Karamo is known for tackling difficult conversations as the designated culture expert on “Queer Eye,” and he has carried this frankness onto his own show, including recently opening up about the time he found his oldest son Jason suffering from a drug overdose.
He said as a parent, he was guilty of putting his son in a box and because he was doing well in school and other aspects of life, Karamo didn’t look at his son as someone who might be struggling with pressures. But that wasn’t the case.
“I have to always have transparent conversations with my child no matter if I think they are or are not doing something,” said Karamo. “It’s about honest and open communication at every age.”

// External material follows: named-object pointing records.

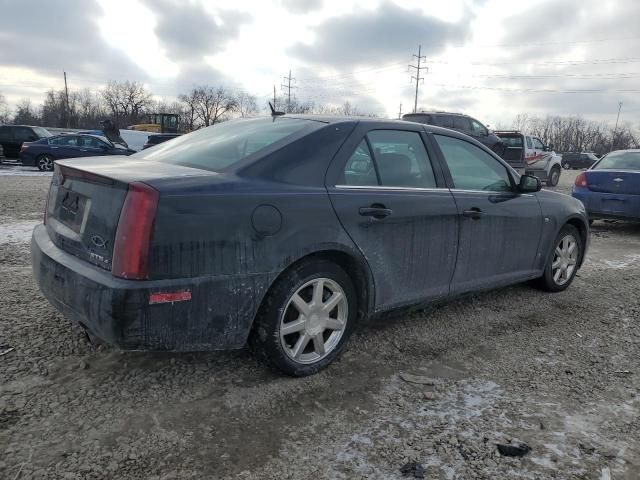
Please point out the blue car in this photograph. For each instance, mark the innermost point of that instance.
(611, 187)
(42, 153)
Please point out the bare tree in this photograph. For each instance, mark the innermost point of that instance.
(127, 101)
(26, 113)
(213, 104)
(190, 100)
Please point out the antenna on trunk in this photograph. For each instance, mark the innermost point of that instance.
(274, 113)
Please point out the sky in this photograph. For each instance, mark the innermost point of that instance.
(491, 59)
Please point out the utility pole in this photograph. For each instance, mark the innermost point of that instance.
(288, 88)
(66, 94)
(417, 76)
(615, 130)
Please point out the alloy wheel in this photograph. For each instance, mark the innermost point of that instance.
(565, 259)
(314, 320)
(45, 163)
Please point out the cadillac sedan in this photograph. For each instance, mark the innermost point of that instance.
(284, 232)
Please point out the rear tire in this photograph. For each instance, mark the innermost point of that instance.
(44, 163)
(316, 303)
(554, 176)
(563, 262)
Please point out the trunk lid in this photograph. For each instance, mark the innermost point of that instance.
(614, 181)
(86, 197)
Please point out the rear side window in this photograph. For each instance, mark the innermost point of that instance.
(620, 161)
(399, 159)
(225, 144)
(472, 168)
(5, 134)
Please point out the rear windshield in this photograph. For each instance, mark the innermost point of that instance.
(225, 144)
(620, 161)
(511, 141)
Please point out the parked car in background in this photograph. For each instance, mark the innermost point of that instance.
(537, 158)
(159, 138)
(285, 231)
(578, 160)
(459, 122)
(13, 136)
(44, 152)
(611, 187)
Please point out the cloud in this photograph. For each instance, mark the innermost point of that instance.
(58, 35)
(188, 31)
(301, 7)
(370, 37)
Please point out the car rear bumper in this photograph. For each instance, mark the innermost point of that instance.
(608, 205)
(218, 316)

He said children want to have their own identity and feel validated, and if parents support that and include them in conversations it will help them grow.
Karamo said with all the different things that circle social media nowadays, it’s important to teach your children how to really listen to what is being put out there.
“I think empathetic listening is a skill that we don’t practice enough in our world, where we really listen to what someone else is experiencing,” said Karamo. He added that this is something he tries to do as a parent too.
Karamo continued the message of having honesty with children when talking about the financial burdens parents may face, specifically during the holidays. A recent survey by Bankrate said 54% of holiday shoppers expect to be burdened this year.
Karamo said vulnerability is key. He said being open with your children about the financial struggles you’re facing as a family doesn’t put the burden on your children, but rather teaches them how it is okay to ask for help when you need it.
“I think that in this season, I think we need to do a lot more being vulnerable, asking for help and letting people know where we truly are,” said Karamo.
He shared how he grew up poor, but he doesn’t have a childhood memory of the holidays where that was the focus. Karamo said his memories of Christmas morning include waking up to Christmas music, eating and laughing with his family and feeling thankful for the one gift his mother would give him.
“It managed my expectations from abundance to being thankful for what is in front of me,” said Karamo.
“Comparison is the thief of joy,” he added.